The film comes in conjunction with the 7" single FAUST: so far / it's a bit of pain. First re-issue since 1972. 

Tuesday, September 7, 2010

The Next Big Thing reviews Klangbad/Faust DVD

30+ years in the rock'n'roll ring...

Those groovy play loud! people are at it again. Having put The Monks on the map, their film-making exploits this time take in the Klangbad festival and also an extended Faust set.

Faust was one of the first German bands I ever encountered. Working in the local record store, everyone was fascinated by the clear vinyl in a clear sleeve with a hand x-ray visible through it. The music on it was way ahead of the curve to the point of being virtually scary. An odd kind of ambient that required an altered mindset to really get into. Or so it seemed. I can’t claim to be sophisticated now but way back then this was really exotic. Maybe it wasn’t even music, it sounded like notes from outer space. When Virgin launched their record label, they released The Faust Tapes, an album for the price of a single – 49p I think it was.

Orbit, the shop I worked in did it for 43p if I recall correctly. Anyway, we sold bings of them to people of all ages. Strangely no-one returned them thinking they were faulty because the sonic content might not be what they were used to. Not even the old ladies that normally bought Charley Pride records. Or Sydney Devine.

This latest play loud! release contains two films,“klangbad, avant garde in the meadows” and“faust – live at klangbad festival”. The first on chronicles the 2005 event and provides a first hand account of something far, far from what a “festival” has become. “No bouncers, no stupid marketing games, no bungee jumping” like the liner notes determine. The line up is similarly out there with the pastoral setting providing to a background to acts, most of which I had no idea existed. A little like an idyllicly set version of the“le weekend” in Stirling.

When I contacted Dietmar to tell him that Faust would be coming to Scotland this fall, he asked me “which Faust?”. He told me that “there is one with JP Hervon (Faust North) and the other one around HJ Irmler (Faust South). It just proves that Faust is more an idea than songs and/or a band.” This isn't one of those cases like The Drifters, I hasten to add. Not even opposite sides despite the geography of the same coin.

When I sent him the link, he confirmed that the band that will play Stirling on October 17th is Faust (North) not the one that can be seen in these films. It would seem that performances of their southern manifestation are much more rare, making it essential that you grab this document.
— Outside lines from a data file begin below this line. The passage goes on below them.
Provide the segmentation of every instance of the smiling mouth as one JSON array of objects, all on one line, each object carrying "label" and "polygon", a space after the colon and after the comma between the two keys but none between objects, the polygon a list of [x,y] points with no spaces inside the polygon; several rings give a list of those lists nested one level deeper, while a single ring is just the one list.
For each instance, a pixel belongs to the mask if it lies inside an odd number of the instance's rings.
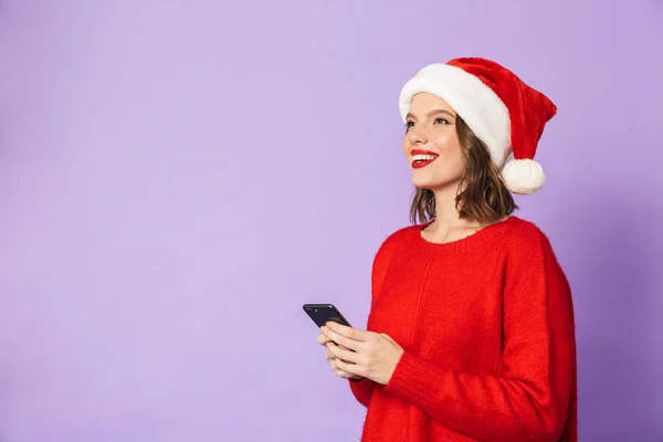
[{"label": "smiling mouth", "polygon": [[433,162],[438,158],[438,155],[433,154],[417,154],[412,155],[412,167],[420,169]]}]

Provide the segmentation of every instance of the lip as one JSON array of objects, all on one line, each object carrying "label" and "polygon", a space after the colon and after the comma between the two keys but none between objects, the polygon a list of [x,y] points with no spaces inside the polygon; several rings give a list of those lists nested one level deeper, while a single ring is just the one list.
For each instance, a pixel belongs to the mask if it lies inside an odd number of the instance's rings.
[{"label": "lip", "polygon": [[434,160],[436,160],[438,157],[439,157],[438,154],[435,154],[433,151],[430,151],[430,150],[413,149],[413,150],[410,151],[410,156],[411,157],[413,157],[415,155],[434,155],[435,158],[429,159],[427,161],[420,161],[420,162],[417,162],[417,161],[412,160],[411,166],[412,166],[413,169],[421,169],[422,167],[427,167],[428,165],[430,165],[431,162],[433,162]]}]

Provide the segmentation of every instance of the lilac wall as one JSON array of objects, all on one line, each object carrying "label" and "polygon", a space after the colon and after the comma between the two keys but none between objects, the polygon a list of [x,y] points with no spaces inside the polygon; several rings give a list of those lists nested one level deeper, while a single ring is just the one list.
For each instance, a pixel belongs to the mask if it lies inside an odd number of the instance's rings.
[{"label": "lilac wall", "polygon": [[581,440],[661,440],[661,23],[654,0],[0,1],[0,440],[357,440],[301,304],[364,324],[407,223],[399,88],[474,54],[559,106],[518,202],[575,288]]}]

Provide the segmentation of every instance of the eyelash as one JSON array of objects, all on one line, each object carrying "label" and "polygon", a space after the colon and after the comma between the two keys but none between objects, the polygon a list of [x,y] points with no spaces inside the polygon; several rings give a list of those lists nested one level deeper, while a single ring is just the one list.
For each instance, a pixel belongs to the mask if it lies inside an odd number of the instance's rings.
[{"label": "eyelash", "polygon": [[[439,123],[439,122],[441,122],[441,123]],[[450,123],[449,123],[449,120],[448,120],[448,119],[444,119],[444,118],[435,118],[435,124],[444,124],[444,125],[448,125],[448,124],[450,124]],[[411,128],[412,126],[414,126],[414,123],[413,123],[413,122],[408,122],[408,123],[406,123],[406,131],[407,131],[407,130],[410,130],[410,128]]]}]

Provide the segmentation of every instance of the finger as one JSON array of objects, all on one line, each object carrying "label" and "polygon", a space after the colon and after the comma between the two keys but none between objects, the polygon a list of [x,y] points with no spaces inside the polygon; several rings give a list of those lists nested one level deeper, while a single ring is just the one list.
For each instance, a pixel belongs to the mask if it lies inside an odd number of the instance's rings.
[{"label": "finger", "polygon": [[335,359],[332,362],[332,369],[334,370],[334,372],[336,372],[336,375],[340,376],[344,379],[357,378],[357,375],[349,373],[349,372],[344,371],[340,368],[338,368],[338,362],[337,361],[338,361],[338,359]]},{"label": "finger", "polygon": [[327,345],[327,343],[329,343],[329,338],[327,336],[325,336],[324,333],[320,333],[318,336],[318,344],[319,345]]},{"label": "finger", "polygon": [[349,372],[347,372],[347,371],[343,371],[343,370],[340,370],[340,369],[336,369],[336,370],[334,370],[334,371],[336,372],[336,375],[338,375],[339,377],[341,377],[341,378],[344,378],[344,379],[351,379],[351,378],[354,378],[354,377],[355,377],[355,375],[352,375],[352,373],[349,373]]},{"label": "finger", "polygon": [[369,337],[368,332],[348,327],[347,325],[338,324],[333,320],[328,322],[326,327],[340,336],[345,336],[348,339],[357,340],[359,343],[366,343]]},{"label": "finger", "polygon": [[350,351],[343,347],[335,346],[334,344],[329,344],[327,346],[327,351],[334,355],[338,359],[343,359],[345,361],[356,364],[359,360],[359,354],[355,351]]},{"label": "finger", "polygon": [[336,359],[334,364],[336,368],[350,375],[360,376],[362,378],[366,378],[368,375],[366,368],[358,364],[348,364],[340,359]]},{"label": "finger", "polygon": [[332,330],[329,327],[323,327],[323,333],[325,334],[325,336],[327,336],[332,341],[338,344],[339,346],[343,346],[345,348],[348,348],[350,350],[355,350],[357,351],[361,345],[360,341],[357,340],[352,340],[350,338],[347,338],[343,335],[339,335],[338,333]]}]

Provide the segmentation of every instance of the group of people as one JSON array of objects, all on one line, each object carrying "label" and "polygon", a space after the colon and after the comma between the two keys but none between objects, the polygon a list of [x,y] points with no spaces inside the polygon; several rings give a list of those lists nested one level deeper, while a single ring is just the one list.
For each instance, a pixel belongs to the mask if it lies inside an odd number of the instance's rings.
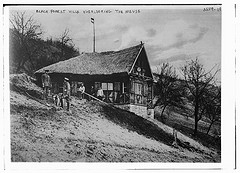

While not exactly a walk in the park despite the setting, the world of this concept is definitely an attractive one if you just let the sound wash around you. Dietmar Post and Lucia Palacioshave put together another fine project, taking the blueprint of direct cinema and skewing it slightly to create a study of what would otherwise take place completely removed from the pulsebeat. They also issued the band’s first single but more about that when I manage to get around to reviewing some records.